Graph embedding techniques include node, edge and subgraph embedding techniques, which are defined as follows
An embedding vector for the edge \(\left(v_{i}, v_{j}\right)\) can be obtained by applying a binary operation such as hammard product, mean, weighted-L1 and weighted-L2 on the two node embedding vectors \(z_{i}\) and \(z_{j}\).
A subgraph embedding vector is usually created by aggregating the embeddings of the nodes in the subgraph using aggregators such as a mean operator. Almost all the graph embedding techniques developed so far are node embedding techniques.
Graph Embedding Applications
Node Classification. Node classification task assigns a label to the nodes in the test dataset. This task has many applications in different domains. For instance, in social networks, a person’s political affiliation can be predicted based on his friends in the network. In node classification, each instance in the training dataset is the node embedding vector and the label of the instance is the node label. Different regular classification methods such as Logistic Regression and Random Forests can be trained on the training dataset and generate the node classification scores for the test data. Similarly, Graph classification can be performed using graph embedding vectors.
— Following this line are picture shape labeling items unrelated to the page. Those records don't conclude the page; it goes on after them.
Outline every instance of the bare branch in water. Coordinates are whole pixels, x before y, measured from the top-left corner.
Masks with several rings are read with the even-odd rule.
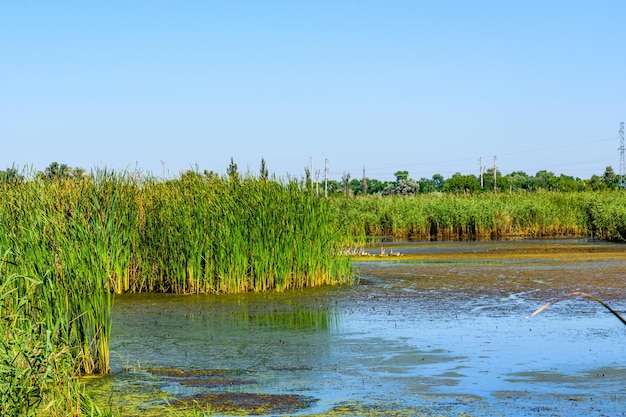
[[[624,320],[624,318],[622,316],[619,315],[619,313],[615,310],[613,310],[611,307],[609,307],[604,301],[600,300],[598,297],[593,296],[591,294],[587,294],[586,292],[582,292],[582,291],[574,291],[571,292],[567,295],[564,295],[561,298],[558,298],[554,301],[549,302],[548,304],[538,308],[537,310],[535,310],[530,316],[526,317],[526,318],[530,318],[532,316],[536,316],[537,314],[541,313],[542,311],[544,311],[545,309],[547,309],[548,307],[558,303],[559,301],[563,301],[563,300],[567,300],[568,298],[572,298],[575,297],[577,295],[582,295],[583,297],[587,297],[590,300],[595,301],[596,303],[599,303],[602,305],[602,307],[606,308],[607,310],[609,310],[611,312],[611,314],[613,314],[615,317],[617,317],[619,319],[619,321],[621,321],[624,325],[626,325],[626,320]]]

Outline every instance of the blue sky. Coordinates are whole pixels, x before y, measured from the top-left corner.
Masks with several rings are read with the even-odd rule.
[[[602,0],[7,0],[0,169],[618,172],[625,27]]]

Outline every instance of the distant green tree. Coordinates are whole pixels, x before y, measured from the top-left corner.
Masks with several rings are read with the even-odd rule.
[[[530,191],[532,188],[532,179],[524,171],[514,171],[505,177],[512,191]]]
[[[479,179],[480,182],[480,179]],[[509,189],[509,182],[502,177],[502,173],[496,169],[496,178],[494,184],[493,168],[488,168],[483,175],[484,191],[502,191]]]
[[[441,174],[435,174],[431,178],[422,177],[419,180],[420,193],[434,193],[443,190],[445,179]]]
[[[46,167],[43,172],[44,178],[48,180],[60,180],[69,178],[71,173],[71,168],[66,164],[59,164],[58,162],[52,162],[50,165]]]
[[[386,186],[387,186],[387,182],[379,181],[374,178],[367,179],[367,193],[368,194],[380,194],[383,192]]]
[[[265,159],[261,158],[261,168],[259,169],[259,179],[260,180],[267,180],[269,177],[269,173],[267,171],[267,167],[265,166]]]
[[[535,176],[533,177],[533,188],[534,189],[542,189],[547,191],[556,190],[558,186],[557,177],[554,175],[554,172],[541,170],[537,171]]]
[[[341,183],[335,180],[328,180],[326,182],[326,191],[328,195],[340,194],[342,191]]]
[[[614,188],[619,182],[619,178],[615,175],[615,171],[612,166],[607,166],[602,175],[602,181],[606,184],[607,188]]]
[[[396,177],[396,182],[400,182],[402,180],[408,180],[409,171],[396,171],[393,173],[393,176]]]
[[[350,188],[350,193],[352,195],[363,195],[363,182],[362,180],[357,180],[353,178],[350,180],[350,184],[348,185]]]
[[[435,191],[441,191],[443,190],[443,184],[446,182],[446,180],[443,178],[443,175],[441,174],[434,174],[432,176],[433,181],[435,182]]]
[[[592,191],[604,191],[607,189],[606,183],[604,182],[604,178],[599,175],[592,175],[591,178],[587,181],[587,185],[591,188]]]
[[[228,168],[226,169],[226,174],[228,175],[228,178],[233,181],[236,182],[239,179],[239,172],[237,171],[237,164],[235,163],[235,161],[233,160],[233,157],[230,157],[230,164],[228,165]]]
[[[561,174],[557,182],[557,189],[563,192],[578,191],[578,181],[574,177]]]
[[[0,171],[0,184],[9,184],[15,182],[24,181],[24,176],[21,175],[15,167],[7,168],[4,171]]]
[[[480,190],[480,180],[476,175],[462,175],[460,172],[450,177],[443,186],[443,191],[453,193],[475,193]]]
[[[347,197],[350,195],[350,173],[344,172],[341,176],[341,188],[343,189],[343,194]]]
[[[419,183],[408,178],[388,184],[383,190],[383,195],[415,195],[419,190]]]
Link Prediction. Link prediction is one of the important applications of node embedding methods. It predicts the likelihood of an edge formation between two nodes. Examples of this task include recommending friends in social networks and finding biological connections in biological networks. Link prediction can be formulated as a classification task that assigns a label for edges. Edge label 1 means that an edge is likely to be created between two nodes and the label is 0 otherwise. For the training step, a sample training set is generated using positive and negative samples. Positive samples are the edges the exist in the graph. Negative samples are the edges that do not exist and their representation vector can be generated using the node vectors. Similar to node classification, any classification method can be trained on the training set and predict the edge label for test edge instances.
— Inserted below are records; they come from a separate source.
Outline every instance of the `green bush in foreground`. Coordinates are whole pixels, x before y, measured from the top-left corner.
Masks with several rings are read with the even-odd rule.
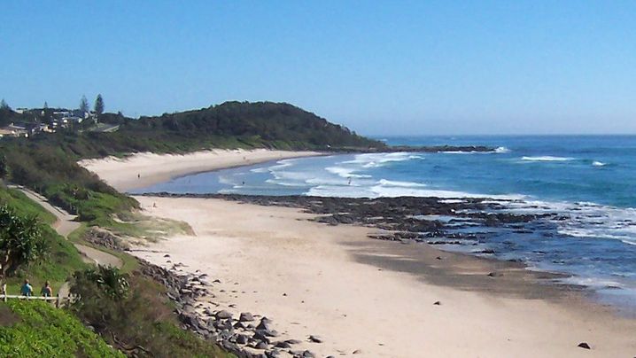
[[[50,303],[11,300],[0,311],[2,357],[125,357]]]
[[[105,275],[112,278],[127,278],[128,294],[112,294],[112,286],[119,286],[119,278],[105,280],[103,274],[85,271],[74,276],[71,292],[81,299],[70,309],[82,322],[95,327],[107,342],[138,357],[233,356],[215,343],[179,328],[163,286],[138,272],[120,276],[116,268],[105,269],[112,271]]]

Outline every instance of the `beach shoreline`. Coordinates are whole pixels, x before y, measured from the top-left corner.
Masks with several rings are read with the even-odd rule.
[[[133,189],[126,185],[136,179],[129,178],[134,166],[127,168],[128,182],[118,182],[120,163],[93,164],[110,184]],[[103,175],[104,167],[112,169]],[[149,175],[151,167],[137,169]],[[345,356],[358,351],[354,356],[361,357],[636,353],[630,334],[636,321],[576,289],[544,284],[519,263],[372,239],[377,229],[316,222],[315,214],[299,208],[135,198],[144,214],[184,221],[197,234],[137,247],[136,255],[167,268],[182,262],[173,268],[218,278],[209,288],[213,297],[201,304],[235,315],[267,315],[283,338],[302,341],[295,349]],[[308,342],[309,335],[322,343]],[[592,349],[578,347],[583,342]]]
[[[140,152],[124,158],[83,160],[78,164],[97,174],[118,191],[126,192],[198,173],[320,155],[325,154],[309,151],[213,149],[188,154]]]

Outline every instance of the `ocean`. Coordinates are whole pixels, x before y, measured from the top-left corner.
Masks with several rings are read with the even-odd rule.
[[[462,227],[529,269],[570,275],[601,300],[636,308],[636,136],[402,136],[389,144],[487,145],[492,152],[392,152],[283,160],[175,178],[136,192],[328,197],[485,197],[513,213],[558,213],[519,228]],[[438,218],[444,220],[444,218]],[[471,231],[472,230],[472,231]],[[477,254],[477,253],[475,253]]]

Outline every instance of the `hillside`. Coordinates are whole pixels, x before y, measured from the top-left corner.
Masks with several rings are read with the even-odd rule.
[[[66,310],[18,300],[0,303],[0,356],[125,357]]]

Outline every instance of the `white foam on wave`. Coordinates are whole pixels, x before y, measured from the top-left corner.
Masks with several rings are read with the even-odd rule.
[[[557,213],[568,219],[555,221],[561,235],[583,238],[620,240],[636,245],[636,208],[592,202],[518,201],[505,203],[508,211],[521,214]]]
[[[250,172],[252,172],[252,173],[268,173],[268,172],[269,172],[269,168],[267,167],[255,167],[253,169],[251,169]]]
[[[424,157],[407,152],[396,152],[392,153],[366,153],[358,154],[352,160],[343,161],[342,164],[360,164],[363,167],[376,167],[390,162],[405,161],[412,160],[423,160]]]
[[[353,174],[356,169],[345,167],[328,167],[325,168],[330,173],[335,174],[343,178],[370,178],[371,175],[363,174]]]
[[[397,187],[403,187],[403,188],[420,188],[424,187],[426,184],[423,184],[420,183],[415,183],[415,182],[399,182],[394,180],[386,180],[386,179],[380,179],[379,182],[377,182],[378,184],[383,186],[397,186]]]
[[[545,155],[540,157],[522,157],[521,160],[525,161],[569,161],[573,160],[574,158]]]

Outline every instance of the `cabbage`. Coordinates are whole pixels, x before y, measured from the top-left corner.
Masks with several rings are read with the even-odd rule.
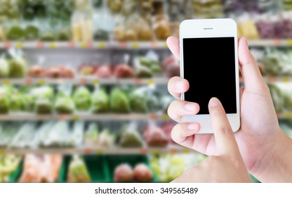
[[[4,58],[0,58],[0,77],[7,77],[9,76],[9,65]]]

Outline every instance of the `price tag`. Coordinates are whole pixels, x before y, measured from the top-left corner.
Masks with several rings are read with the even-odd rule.
[[[133,49],[137,49],[139,47],[139,43],[138,43],[138,42],[134,42],[132,43],[131,46]]]
[[[79,116],[78,116],[78,115],[73,115],[72,117],[72,120],[74,121],[77,121],[78,120],[79,120]]]
[[[102,150],[101,150],[101,149],[96,150],[95,154],[96,155],[101,155],[101,154],[102,154]]]
[[[16,44],[15,44],[15,47],[16,48],[21,49],[21,48],[22,48],[22,46],[23,46],[23,44],[22,44],[22,42],[16,42]]]
[[[119,47],[121,49],[125,49],[127,46],[127,44],[124,42],[121,42],[119,43]]]
[[[10,42],[4,42],[4,48],[8,49],[10,47]]]
[[[287,44],[287,45],[292,45],[292,39],[288,39],[286,42],[286,44]]]
[[[45,82],[45,80],[39,80],[37,82],[37,84],[39,84],[39,85],[44,85],[45,83],[46,83],[46,82]]]
[[[147,80],[147,84],[148,85],[152,85],[154,84],[154,80],[153,80],[153,79],[150,79]]]
[[[168,120],[169,119],[169,116],[167,114],[162,115],[161,117],[163,120]]]
[[[57,47],[57,44],[55,44],[55,42],[50,42],[48,44],[48,48],[55,49],[56,47]]]
[[[106,44],[104,42],[100,42],[98,43],[98,48],[104,49],[105,48]]]
[[[26,78],[25,79],[25,84],[27,85],[30,85],[32,84],[32,80],[31,78]]]
[[[147,149],[145,148],[142,148],[140,149],[140,153],[142,155],[145,155],[147,153]]]
[[[10,80],[8,80],[8,79],[6,79],[6,80],[3,80],[3,84],[4,85],[8,85],[8,84],[10,84]]]
[[[100,80],[96,79],[96,80],[93,80],[93,84],[100,84]]]

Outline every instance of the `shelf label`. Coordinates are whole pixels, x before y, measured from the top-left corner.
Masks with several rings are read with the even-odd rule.
[[[286,44],[287,44],[287,45],[292,45],[292,39],[288,39],[286,42]]]
[[[23,44],[22,44],[22,42],[16,42],[16,44],[15,44],[15,47],[16,48],[18,48],[18,49],[21,49],[21,48],[22,48],[22,46],[23,46]]]
[[[79,120],[79,116],[78,116],[78,115],[72,115],[72,119],[74,121],[77,121]]]
[[[100,84],[100,80],[98,79],[93,80],[93,84]]]
[[[56,47],[57,47],[57,44],[55,44],[55,42],[50,42],[48,44],[48,48],[55,49]]]
[[[4,85],[8,85],[8,84],[10,84],[10,80],[8,80],[8,79],[6,79],[6,80],[3,80],[3,84]]]
[[[104,49],[105,48],[105,46],[106,44],[105,44],[105,42],[100,42],[98,43],[98,47],[100,49]]]
[[[27,85],[29,85],[29,84],[32,84],[32,79],[31,79],[31,78],[26,78],[26,79],[25,79],[25,84],[26,84]]]
[[[138,43],[138,42],[134,42],[132,43],[131,46],[133,49],[138,49],[139,47],[139,43]]]
[[[119,43],[119,47],[121,49],[125,49],[127,46],[127,44],[124,42],[121,42]]]
[[[101,155],[101,154],[102,154],[102,150],[101,150],[101,149],[96,150],[95,154],[96,155]]]
[[[161,118],[163,120],[167,120],[169,119],[169,116],[167,114],[164,114],[162,115]]]
[[[147,153],[147,149],[145,148],[142,148],[140,149],[140,153],[142,155],[145,155]]]
[[[45,83],[46,83],[46,82],[45,82],[45,80],[39,80],[37,82],[37,84],[39,84],[39,85],[44,85]]]
[[[4,42],[4,48],[8,49],[10,47],[10,42]]]

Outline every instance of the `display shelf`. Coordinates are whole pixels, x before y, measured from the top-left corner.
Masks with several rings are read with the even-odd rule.
[[[98,147],[80,147],[80,148],[0,148],[0,153],[12,153],[25,155],[27,153],[44,154],[60,153],[63,155],[81,154],[81,155],[137,155],[137,154],[159,154],[166,153],[197,153],[190,148],[179,145],[168,145],[163,148],[98,148]]]
[[[167,84],[168,79],[164,77],[152,78],[132,78],[118,79],[116,77],[98,78],[94,76],[80,76],[74,79],[52,79],[52,78],[32,78],[25,77],[22,79],[0,79],[1,84]]]
[[[250,46],[292,46],[292,39],[250,39]],[[0,42],[0,49],[15,47],[18,49],[168,49],[164,41],[150,42],[114,42],[101,41],[91,42]]]
[[[166,114],[153,113],[101,113],[92,114],[90,113],[78,113],[72,115],[51,114],[38,115],[32,113],[11,113],[7,115],[0,115],[2,121],[25,121],[25,120],[167,120],[169,117]]]

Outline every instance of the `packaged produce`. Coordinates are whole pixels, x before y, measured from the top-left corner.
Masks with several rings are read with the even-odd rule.
[[[135,166],[133,174],[133,179],[137,182],[151,182],[153,179],[152,170],[142,163]]]
[[[114,67],[114,75],[117,78],[133,78],[135,72],[128,65],[118,64]]]
[[[80,86],[75,89],[73,100],[77,110],[87,110],[91,106],[91,93],[88,87]]]
[[[126,93],[119,88],[114,88],[110,93],[110,108],[117,113],[130,113],[130,100]]]
[[[84,133],[84,143],[86,146],[91,146],[98,144],[99,127],[95,122],[91,122]]]
[[[149,122],[143,136],[150,147],[164,147],[168,144],[168,139],[164,132],[153,122]]]
[[[136,122],[131,122],[124,125],[121,132],[119,145],[121,147],[142,147],[143,140],[138,131]]]
[[[89,183],[91,182],[86,165],[81,157],[74,155],[70,160],[67,172],[67,181],[69,183]]]
[[[7,154],[0,155],[0,183],[9,181],[9,177],[21,162],[20,155]]]
[[[9,76],[9,64],[5,58],[0,58],[0,78],[8,77],[8,76]]]
[[[145,96],[147,91],[147,88],[140,87],[131,94],[131,108],[133,112],[147,113],[149,111],[147,97]]]
[[[60,155],[26,155],[19,182],[56,182],[62,162]]]
[[[100,78],[108,78],[112,76],[112,68],[109,64],[104,64],[97,68],[94,75]]]
[[[109,110],[109,98],[105,90],[95,88],[91,96],[91,110],[94,113],[107,112]]]
[[[122,163],[114,170],[114,180],[115,182],[131,182],[133,180],[133,171],[128,163]]]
Anomaly Detection. Anomaly detection is another application of node embedding methods. The goal of anomaly detection is to detect the nodes, edges, or graphs that are anomalous the time that anomaly occurs. Anomalous nodes and graphs deviate from normal behavior.
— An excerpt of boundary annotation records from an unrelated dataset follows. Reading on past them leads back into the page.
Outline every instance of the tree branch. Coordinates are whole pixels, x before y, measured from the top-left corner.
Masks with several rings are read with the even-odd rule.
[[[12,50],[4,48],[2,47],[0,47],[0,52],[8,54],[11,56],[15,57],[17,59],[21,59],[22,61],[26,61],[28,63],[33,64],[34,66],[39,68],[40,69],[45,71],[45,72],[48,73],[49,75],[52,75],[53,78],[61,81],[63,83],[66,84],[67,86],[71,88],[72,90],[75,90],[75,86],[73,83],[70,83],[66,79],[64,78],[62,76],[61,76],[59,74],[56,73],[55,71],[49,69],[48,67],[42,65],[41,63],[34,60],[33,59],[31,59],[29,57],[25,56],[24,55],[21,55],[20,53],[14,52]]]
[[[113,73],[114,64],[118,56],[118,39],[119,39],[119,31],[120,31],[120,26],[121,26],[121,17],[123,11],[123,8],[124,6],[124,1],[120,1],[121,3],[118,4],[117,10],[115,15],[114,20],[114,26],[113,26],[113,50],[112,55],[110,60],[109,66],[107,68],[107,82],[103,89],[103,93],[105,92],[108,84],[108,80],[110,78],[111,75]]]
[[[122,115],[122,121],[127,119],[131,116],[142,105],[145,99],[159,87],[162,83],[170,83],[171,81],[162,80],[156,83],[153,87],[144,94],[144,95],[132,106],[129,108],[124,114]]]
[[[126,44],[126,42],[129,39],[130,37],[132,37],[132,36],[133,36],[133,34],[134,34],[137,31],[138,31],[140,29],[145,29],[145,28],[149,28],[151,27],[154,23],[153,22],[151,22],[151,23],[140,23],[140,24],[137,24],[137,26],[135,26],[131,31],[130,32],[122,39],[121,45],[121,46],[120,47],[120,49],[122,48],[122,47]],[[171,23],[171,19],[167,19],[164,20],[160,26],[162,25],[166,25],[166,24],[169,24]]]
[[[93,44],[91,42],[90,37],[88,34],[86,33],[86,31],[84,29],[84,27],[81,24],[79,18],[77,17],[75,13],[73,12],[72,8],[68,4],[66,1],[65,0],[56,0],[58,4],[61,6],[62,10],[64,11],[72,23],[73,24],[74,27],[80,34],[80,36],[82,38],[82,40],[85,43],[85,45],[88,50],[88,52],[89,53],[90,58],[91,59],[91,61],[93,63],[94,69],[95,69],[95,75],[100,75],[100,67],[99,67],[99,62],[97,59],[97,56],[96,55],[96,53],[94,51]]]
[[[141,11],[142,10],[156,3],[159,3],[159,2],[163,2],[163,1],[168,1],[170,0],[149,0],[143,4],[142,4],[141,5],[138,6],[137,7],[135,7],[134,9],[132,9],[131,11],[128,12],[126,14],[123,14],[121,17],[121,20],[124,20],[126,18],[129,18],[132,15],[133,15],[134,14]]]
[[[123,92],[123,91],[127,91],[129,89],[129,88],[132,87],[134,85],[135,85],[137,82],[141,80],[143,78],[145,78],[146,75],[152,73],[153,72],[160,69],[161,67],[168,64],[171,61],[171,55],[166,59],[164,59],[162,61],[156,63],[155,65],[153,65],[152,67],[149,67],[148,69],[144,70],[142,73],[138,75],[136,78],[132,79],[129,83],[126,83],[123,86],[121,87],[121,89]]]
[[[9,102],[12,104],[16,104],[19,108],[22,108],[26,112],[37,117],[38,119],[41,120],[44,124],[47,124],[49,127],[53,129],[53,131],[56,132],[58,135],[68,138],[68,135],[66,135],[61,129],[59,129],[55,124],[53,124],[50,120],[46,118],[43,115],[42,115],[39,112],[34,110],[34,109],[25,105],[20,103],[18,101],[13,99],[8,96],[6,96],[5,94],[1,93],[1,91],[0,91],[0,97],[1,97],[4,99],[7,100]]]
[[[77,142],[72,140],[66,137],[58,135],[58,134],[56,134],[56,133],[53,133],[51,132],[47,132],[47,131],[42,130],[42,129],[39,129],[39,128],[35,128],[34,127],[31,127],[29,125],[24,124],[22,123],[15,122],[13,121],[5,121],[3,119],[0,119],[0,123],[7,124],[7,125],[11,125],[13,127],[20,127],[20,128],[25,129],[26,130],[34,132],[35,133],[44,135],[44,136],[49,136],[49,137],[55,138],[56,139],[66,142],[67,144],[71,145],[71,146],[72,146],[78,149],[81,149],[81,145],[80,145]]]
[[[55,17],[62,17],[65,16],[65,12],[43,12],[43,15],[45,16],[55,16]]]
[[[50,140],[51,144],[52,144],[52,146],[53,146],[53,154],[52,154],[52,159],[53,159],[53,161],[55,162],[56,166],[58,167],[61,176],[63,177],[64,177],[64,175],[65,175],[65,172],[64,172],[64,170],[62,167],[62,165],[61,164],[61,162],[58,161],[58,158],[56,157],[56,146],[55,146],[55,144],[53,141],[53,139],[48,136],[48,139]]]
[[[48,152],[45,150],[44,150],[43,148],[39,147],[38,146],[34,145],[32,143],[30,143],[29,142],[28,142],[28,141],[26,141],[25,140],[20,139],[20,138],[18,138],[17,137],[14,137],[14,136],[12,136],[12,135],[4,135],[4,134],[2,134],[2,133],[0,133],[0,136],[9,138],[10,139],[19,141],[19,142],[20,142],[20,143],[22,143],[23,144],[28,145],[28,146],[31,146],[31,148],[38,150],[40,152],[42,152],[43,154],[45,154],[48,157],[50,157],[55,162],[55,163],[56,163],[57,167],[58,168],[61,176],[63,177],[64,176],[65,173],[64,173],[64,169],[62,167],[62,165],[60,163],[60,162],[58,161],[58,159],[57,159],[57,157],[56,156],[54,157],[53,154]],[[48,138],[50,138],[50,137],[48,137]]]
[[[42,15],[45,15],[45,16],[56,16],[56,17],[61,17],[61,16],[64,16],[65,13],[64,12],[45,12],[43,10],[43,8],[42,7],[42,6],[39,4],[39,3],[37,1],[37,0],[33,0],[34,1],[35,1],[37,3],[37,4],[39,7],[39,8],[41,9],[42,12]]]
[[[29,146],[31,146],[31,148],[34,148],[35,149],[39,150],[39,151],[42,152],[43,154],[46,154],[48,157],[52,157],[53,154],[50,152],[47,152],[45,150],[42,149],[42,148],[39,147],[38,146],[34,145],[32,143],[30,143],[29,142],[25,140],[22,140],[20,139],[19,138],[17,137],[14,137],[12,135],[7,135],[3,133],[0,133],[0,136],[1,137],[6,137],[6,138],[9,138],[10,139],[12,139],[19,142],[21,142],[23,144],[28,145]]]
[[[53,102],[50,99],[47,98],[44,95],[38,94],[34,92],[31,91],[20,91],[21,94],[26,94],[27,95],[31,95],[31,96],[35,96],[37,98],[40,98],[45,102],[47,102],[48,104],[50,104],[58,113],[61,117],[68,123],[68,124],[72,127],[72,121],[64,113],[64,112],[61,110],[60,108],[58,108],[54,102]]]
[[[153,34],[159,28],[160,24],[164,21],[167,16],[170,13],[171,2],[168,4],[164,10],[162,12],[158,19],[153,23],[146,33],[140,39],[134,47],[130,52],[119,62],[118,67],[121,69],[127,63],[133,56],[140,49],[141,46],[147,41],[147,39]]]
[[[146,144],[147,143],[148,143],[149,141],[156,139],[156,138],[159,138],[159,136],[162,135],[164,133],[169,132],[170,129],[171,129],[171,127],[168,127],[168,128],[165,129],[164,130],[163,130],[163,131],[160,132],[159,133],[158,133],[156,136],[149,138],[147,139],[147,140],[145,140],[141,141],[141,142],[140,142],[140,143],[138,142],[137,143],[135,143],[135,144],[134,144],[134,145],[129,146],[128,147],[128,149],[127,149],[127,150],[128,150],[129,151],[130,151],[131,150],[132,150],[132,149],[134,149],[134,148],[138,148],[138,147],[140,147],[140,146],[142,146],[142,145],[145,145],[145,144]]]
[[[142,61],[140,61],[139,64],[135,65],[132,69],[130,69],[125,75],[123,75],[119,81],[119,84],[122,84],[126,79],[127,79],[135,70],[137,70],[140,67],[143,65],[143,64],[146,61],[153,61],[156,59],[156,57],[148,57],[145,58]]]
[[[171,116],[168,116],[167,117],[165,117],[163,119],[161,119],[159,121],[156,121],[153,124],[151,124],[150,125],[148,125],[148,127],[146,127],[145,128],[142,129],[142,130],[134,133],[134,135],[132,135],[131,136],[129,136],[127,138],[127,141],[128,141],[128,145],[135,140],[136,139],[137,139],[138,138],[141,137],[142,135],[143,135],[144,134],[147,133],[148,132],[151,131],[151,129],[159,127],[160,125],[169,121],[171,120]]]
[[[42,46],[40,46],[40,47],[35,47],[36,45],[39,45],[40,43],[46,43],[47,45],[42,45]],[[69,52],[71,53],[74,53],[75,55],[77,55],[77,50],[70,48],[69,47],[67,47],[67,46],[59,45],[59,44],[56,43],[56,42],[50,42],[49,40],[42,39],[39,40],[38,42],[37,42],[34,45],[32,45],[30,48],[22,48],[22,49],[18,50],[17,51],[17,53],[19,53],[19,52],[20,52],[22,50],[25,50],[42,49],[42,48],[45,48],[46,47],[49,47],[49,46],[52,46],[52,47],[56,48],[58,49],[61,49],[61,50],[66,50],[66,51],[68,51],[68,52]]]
- For instance, in banks’ transaction networks, people who suddenly send or receive large amounts of money or create lots of connections with other people could be potential anomalous nodes.
An anomaly detection task can be formulated as a classification task such that each instance in the dataset is the node representation and the instance label is 0 if the node is normal and 1 if the node is anomalous. This formulation needs that we have a dataset with true node labels. One of the issues in anomaly detection is the lack of datasets with true labels.
- An alleviation to this issue in the literature is generating synthetic datasets that model the behaviors of real world datasets.
Another way to formulate the anomaly detection problem, especially in dynamic graphs, is viewing the problem as a change detection task. In order to detect the changes in the graph, one way is to compute the distance between the graph representation vectors at consecutive times. The time points that the value of this difference is far from the previous normal values, a potential anomaly has occurred.
Other graph embedding techniques includes graph clustering and visualization.